А они любили его, своего бедного болотного божка. Они его любили и, точно тебе говорю, не знали, как им быть, – глядя на него, я видел их смятение. Они гадали, то ли им сдаться и попросить своего бога назад, то ли продолжать сражаться – они тогда еще вели против нас партизанскую войну: разбили в своем мертвом лесу лагерь и стреляли в наших солдат с верхушек ни на что больше не годных деревьев-призраков.
Я кормил его дымом так же усердно, как кормлю тебя. Они, разумеется, сдались.
Наши жрецы вернули его им. Со всем должным почтением. Маленький уродец. Надеюсь, он хорошо правит своим клочком мокрой земли и дает своему народу достаточно рыбы.
Так что не буду утверждать, что ты самый слабый бог из всех, за кем мне доводилось приглядывать. Я ведь всего тебя простучал ногтями. На тебе довольно толстый слой металла с изрядной примесью золота. Агаты на твоем лице невелики, но искусно отшлифованы. Резьба по кости просто изысканная.

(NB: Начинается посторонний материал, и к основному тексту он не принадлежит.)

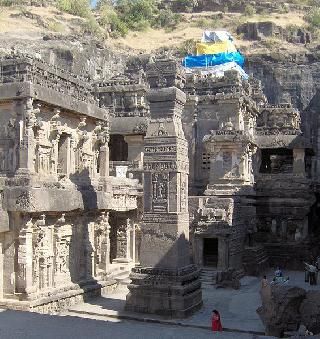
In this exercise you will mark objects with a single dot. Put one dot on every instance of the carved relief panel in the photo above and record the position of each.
(160, 182)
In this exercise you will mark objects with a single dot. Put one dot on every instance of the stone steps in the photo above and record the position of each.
(255, 260)
(120, 273)
(208, 277)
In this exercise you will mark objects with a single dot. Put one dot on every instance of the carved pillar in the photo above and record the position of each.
(104, 161)
(135, 147)
(105, 246)
(133, 243)
(299, 161)
(167, 283)
(26, 112)
(1, 271)
(24, 282)
(128, 244)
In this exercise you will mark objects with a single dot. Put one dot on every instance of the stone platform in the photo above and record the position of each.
(237, 307)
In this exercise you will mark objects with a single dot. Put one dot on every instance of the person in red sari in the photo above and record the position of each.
(216, 321)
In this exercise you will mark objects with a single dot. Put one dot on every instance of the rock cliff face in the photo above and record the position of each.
(291, 77)
(84, 56)
(294, 79)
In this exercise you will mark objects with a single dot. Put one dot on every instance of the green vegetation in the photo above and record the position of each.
(76, 7)
(134, 15)
(187, 47)
(313, 18)
(249, 10)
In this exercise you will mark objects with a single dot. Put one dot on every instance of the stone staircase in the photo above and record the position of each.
(120, 273)
(255, 260)
(208, 276)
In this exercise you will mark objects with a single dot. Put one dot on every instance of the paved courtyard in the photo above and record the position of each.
(237, 308)
(104, 317)
(24, 325)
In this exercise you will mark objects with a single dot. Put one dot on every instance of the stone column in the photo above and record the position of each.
(167, 283)
(1, 271)
(135, 147)
(27, 114)
(104, 161)
(106, 242)
(128, 243)
(25, 256)
(299, 161)
(133, 243)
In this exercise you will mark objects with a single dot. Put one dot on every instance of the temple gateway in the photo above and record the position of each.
(154, 172)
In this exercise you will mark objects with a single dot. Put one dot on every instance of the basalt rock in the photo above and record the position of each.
(280, 309)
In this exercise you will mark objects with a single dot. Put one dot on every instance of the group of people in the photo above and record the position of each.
(311, 271)
(279, 278)
(216, 321)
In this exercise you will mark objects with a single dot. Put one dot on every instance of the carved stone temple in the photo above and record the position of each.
(166, 283)
(154, 172)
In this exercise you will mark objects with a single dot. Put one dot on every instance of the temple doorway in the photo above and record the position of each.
(210, 252)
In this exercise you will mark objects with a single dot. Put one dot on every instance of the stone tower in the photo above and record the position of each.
(166, 283)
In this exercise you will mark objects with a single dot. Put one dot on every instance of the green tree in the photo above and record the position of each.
(76, 7)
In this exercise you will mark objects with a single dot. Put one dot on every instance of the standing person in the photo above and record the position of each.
(278, 273)
(216, 321)
(312, 273)
(264, 282)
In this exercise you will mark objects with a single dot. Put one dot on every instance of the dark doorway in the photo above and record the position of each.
(210, 252)
(118, 148)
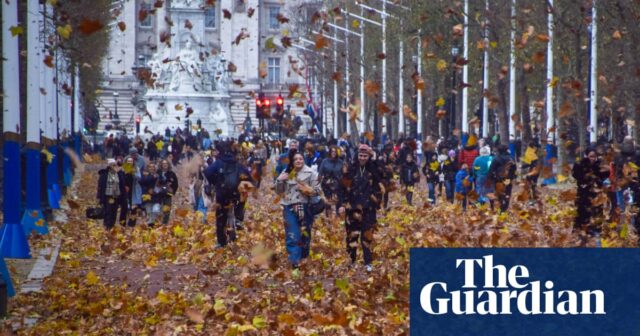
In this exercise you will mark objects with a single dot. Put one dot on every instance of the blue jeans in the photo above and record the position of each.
(297, 234)
(432, 192)
(448, 188)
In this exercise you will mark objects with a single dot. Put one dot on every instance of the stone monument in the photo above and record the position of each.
(187, 82)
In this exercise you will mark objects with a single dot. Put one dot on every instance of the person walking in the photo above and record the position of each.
(362, 194)
(409, 176)
(167, 184)
(111, 189)
(296, 184)
(226, 174)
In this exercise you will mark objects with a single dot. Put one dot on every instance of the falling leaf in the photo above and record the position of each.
(321, 42)
(616, 35)
(371, 87)
(92, 278)
(16, 30)
(48, 61)
(64, 31)
(88, 27)
(282, 19)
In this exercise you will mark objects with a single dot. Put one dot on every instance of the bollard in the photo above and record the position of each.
(3, 298)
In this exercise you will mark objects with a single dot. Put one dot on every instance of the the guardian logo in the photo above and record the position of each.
(505, 292)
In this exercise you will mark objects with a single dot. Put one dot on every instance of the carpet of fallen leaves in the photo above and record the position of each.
(170, 280)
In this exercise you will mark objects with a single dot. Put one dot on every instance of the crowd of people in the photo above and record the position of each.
(314, 175)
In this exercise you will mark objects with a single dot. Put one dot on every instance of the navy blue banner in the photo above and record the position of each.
(565, 292)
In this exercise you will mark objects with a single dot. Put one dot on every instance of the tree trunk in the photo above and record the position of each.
(525, 112)
(503, 117)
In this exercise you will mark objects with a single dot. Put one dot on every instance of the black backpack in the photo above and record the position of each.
(230, 179)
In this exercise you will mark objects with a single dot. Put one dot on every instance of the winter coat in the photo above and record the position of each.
(102, 185)
(290, 190)
(468, 155)
(215, 175)
(362, 186)
(135, 191)
(409, 173)
(463, 187)
(147, 185)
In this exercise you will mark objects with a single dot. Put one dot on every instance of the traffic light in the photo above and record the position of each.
(279, 106)
(266, 107)
(259, 105)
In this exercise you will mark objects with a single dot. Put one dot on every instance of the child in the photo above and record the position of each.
(464, 183)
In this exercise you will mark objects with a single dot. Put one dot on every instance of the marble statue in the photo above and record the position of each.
(186, 4)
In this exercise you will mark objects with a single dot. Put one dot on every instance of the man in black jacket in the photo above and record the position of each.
(590, 178)
(502, 173)
(362, 195)
(226, 174)
(111, 191)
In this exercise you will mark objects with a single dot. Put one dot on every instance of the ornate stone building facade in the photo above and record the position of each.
(236, 32)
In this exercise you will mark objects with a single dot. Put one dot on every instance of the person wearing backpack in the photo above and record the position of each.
(296, 185)
(502, 173)
(226, 174)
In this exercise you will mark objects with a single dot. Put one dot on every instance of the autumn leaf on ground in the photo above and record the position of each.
(371, 87)
(16, 30)
(48, 61)
(88, 27)
(262, 70)
(321, 41)
(64, 31)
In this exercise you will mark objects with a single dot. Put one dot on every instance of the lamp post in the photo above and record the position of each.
(116, 117)
(452, 99)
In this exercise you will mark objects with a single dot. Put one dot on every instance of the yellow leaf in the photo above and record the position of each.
(162, 297)
(178, 231)
(64, 31)
(92, 278)
(16, 30)
(259, 322)
(219, 307)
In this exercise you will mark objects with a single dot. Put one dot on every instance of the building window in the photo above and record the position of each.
(273, 18)
(144, 6)
(210, 18)
(273, 75)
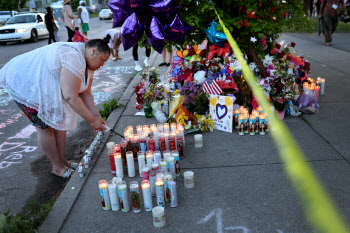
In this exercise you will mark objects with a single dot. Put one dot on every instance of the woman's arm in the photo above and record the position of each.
(70, 85)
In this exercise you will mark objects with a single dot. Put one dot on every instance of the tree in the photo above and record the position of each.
(244, 19)
(12, 5)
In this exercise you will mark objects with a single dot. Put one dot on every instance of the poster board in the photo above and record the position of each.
(221, 112)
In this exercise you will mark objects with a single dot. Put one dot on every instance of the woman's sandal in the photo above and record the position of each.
(66, 175)
(74, 166)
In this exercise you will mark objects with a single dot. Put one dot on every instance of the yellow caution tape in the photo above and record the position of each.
(318, 206)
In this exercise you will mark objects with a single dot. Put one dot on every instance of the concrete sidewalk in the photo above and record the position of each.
(240, 182)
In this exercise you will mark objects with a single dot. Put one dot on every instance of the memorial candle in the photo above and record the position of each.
(139, 130)
(151, 143)
(173, 126)
(119, 165)
(317, 93)
(103, 188)
(111, 160)
(147, 197)
(323, 83)
(149, 158)
(123, 196)
(135, 196)
(160, 192)
(130, 163)
(113, 196)
(141, 161)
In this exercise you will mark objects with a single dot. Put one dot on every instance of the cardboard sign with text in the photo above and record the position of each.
(221, 112)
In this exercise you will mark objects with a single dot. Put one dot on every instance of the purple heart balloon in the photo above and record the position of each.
(173, 31)
(117, 3)
(134, 6)
(155, 34)
(119, 15)
(132, 31)
(164, 10)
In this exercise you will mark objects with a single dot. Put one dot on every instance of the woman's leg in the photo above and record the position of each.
(61, 145)
(48, 143)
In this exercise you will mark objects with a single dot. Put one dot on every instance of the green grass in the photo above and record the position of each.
(312, 27)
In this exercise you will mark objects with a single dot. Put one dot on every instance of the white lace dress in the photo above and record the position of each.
(33, 79)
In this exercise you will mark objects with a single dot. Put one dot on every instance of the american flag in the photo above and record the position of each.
(210, 85)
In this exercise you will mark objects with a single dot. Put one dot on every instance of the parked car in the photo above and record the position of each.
(5, 15)
(105, 14)
(23, 27)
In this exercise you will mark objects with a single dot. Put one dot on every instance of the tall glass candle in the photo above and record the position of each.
(135, 196)
(262, 124)
(123, 196)
(157, 156)
(158, 216)
(111, 160)
(130, 163)
(143, 144)
(145, 172)
(103, 187)
(147, 197)
(172, 193)
(119, 165)
(171, 165)
(151, 143)
(149, 158)
(175, 154)
(113, 196)
(141, 161)
(160, 192)
(163, 165)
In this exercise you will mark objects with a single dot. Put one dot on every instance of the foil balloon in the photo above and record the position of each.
(136, 6)
(174, 31)
(119, 15)
(117, 3)
(132, 31)
(215, 37)
(155, 34)
(163, 9)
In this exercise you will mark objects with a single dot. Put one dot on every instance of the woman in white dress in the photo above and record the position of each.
(52, 85)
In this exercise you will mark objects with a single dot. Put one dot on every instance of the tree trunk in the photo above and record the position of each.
(257, 61)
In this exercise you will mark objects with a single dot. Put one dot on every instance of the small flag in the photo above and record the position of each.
(210, 85)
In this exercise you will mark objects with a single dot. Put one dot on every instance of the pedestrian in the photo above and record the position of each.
(54, 91)
(114, 42)
(164, 57)
(50, 24)
(83, 15)
(135, 55)
(330, 13)
(68, 17)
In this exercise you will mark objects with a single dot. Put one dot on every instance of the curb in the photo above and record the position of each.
(65, 202)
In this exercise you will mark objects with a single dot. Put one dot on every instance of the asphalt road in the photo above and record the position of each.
(24, 169)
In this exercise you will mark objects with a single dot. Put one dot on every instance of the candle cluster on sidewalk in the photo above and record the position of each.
(254, 123)
(157, 150)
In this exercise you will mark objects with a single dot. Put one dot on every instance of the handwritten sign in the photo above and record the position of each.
(221, 112)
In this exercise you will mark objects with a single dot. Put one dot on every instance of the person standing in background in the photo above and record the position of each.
(50, 24)
(330, 12)
(68, 17)
(83, 15)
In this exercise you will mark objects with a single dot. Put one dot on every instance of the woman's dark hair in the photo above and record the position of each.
(100, 45)
(48, 10)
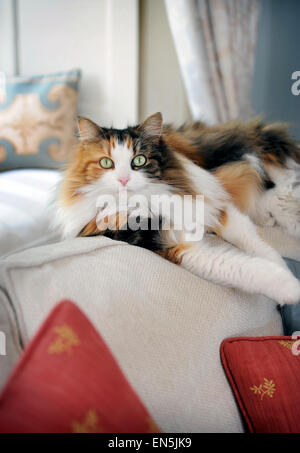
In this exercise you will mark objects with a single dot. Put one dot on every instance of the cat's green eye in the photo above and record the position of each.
(106, 163)
(139, 161)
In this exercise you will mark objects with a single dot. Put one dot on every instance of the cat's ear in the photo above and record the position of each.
(87, 129)
(152, 126)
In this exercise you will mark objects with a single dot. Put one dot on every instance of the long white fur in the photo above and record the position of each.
(251, 265)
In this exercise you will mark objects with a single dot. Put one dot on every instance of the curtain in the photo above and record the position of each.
(215, 42)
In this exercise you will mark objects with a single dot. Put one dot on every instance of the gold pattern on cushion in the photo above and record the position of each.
(26, 123)
(2, 153)
(89, 425)
(66, 339)
(287, 344)
(268, 388)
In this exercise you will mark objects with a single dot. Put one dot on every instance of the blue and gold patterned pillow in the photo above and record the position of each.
(37, 119)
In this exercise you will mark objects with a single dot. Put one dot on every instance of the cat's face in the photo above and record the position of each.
(118, 160)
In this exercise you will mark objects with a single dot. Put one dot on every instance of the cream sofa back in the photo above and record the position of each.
(163, 324)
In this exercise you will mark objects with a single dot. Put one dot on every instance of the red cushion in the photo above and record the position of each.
(264, 373)
(68, 381)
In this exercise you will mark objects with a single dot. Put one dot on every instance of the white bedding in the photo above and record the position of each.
(24, 208)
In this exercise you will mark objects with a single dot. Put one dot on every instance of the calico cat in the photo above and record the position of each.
(247, 173)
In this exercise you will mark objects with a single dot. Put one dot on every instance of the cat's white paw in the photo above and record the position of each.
(287, 291)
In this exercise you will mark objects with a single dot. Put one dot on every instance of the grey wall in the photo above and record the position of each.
(277, 57)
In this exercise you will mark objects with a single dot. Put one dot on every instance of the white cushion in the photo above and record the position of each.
(24, 214)
(163, 324)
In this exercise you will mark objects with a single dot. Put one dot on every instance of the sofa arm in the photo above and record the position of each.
(163, 324)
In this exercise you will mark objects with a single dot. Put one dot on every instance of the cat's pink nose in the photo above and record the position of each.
(124, 181)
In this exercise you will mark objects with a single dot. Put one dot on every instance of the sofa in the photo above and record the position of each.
(163, 324)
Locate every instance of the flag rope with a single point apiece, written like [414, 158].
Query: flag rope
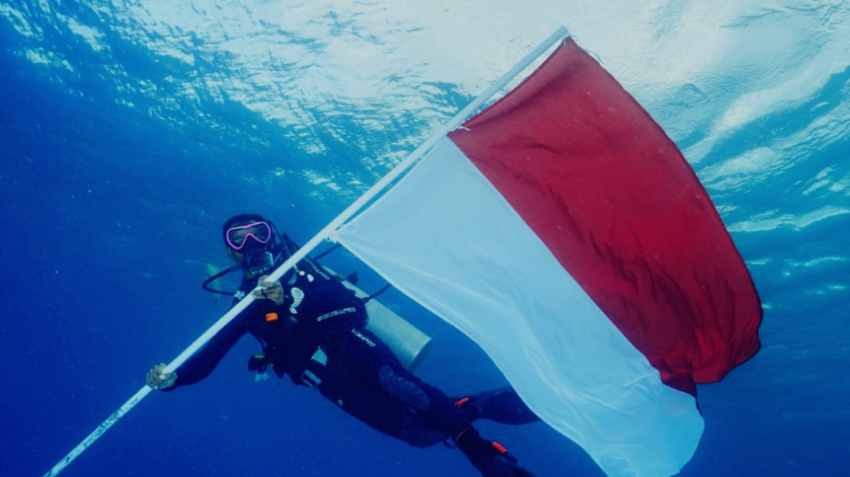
[321, 236]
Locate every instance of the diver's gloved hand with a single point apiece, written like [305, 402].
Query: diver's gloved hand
[157, 378]
[490, 458]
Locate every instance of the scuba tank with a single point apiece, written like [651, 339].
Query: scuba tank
[407, 342]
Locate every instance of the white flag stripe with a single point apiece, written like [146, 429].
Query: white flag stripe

Но все равно, ты мал, и родина твоя тоже. Не сочти за оскорбление. Твои люди хотя бы поклоняются тебе? Освободить тебя они не могут. Глядя на тебя, можно подумать, что ты у них приставлен надзирать за чисткой каналов. То-то они, наверное, заросли теперь без тебя. Извини. Такое поклонение, наверное, только раздражает.
Я говорю тебе это для того, чтобы ты мог передать мои слова своим людям, тем, что оплакивают тебя в твоем храме.
Пошли им сны. Ведь то, что ты посылаешь отсюда в направлении запада, это сны? Или летучие мыши? Вели своим людям сдаться, пусть они ведут себя смирно, платят дань. Им не будет плохо. Зато они смогут прийти и забрать тебя.
Я знаю, что ты добрый. Спасибо тебе за это, ты ведь не можешь запретить мне говорить тебе спасибо. Я здесь уже давно и вижу тебя каждый день. Я знаю, что ты суров и даже ревнив, и все же я знаю, что ты добр ко мне. Для этого не нужны слова. Ты – добрый бог.
Бывает, солдаты со мной разговаривают, они не злые. Иногда мы сидим вместе, они расспрашивают меня о тех, кто был тут раньше, и сами рассказывают мне, что творится в городе. Я готовлю им еду, наливаю вино; бывает, они и мне чуток плеснут, разбавленного, с водой или с молоком.
Выйди я из башни на улицу и ступи обеими ногами на здешнюю землю – что мне запрещено, – то им пришлось бы исполнить приказ, и мне кажется, они сделали бы это без радости. Плакать, конечно, тоже не стали бы, просто сказали бы что-то вроде: «Эх, старый раб! Зачем ты так? Что вот теперь с тобой делать?» или «Эх, старик! Жалко мне тебя!» Да и потом, заваливая меня камнями или попросту спихивая мое тело в канаву, добавили бы что-нибудь в таком духе. Может, кто и расчувствовался бы, не знаю.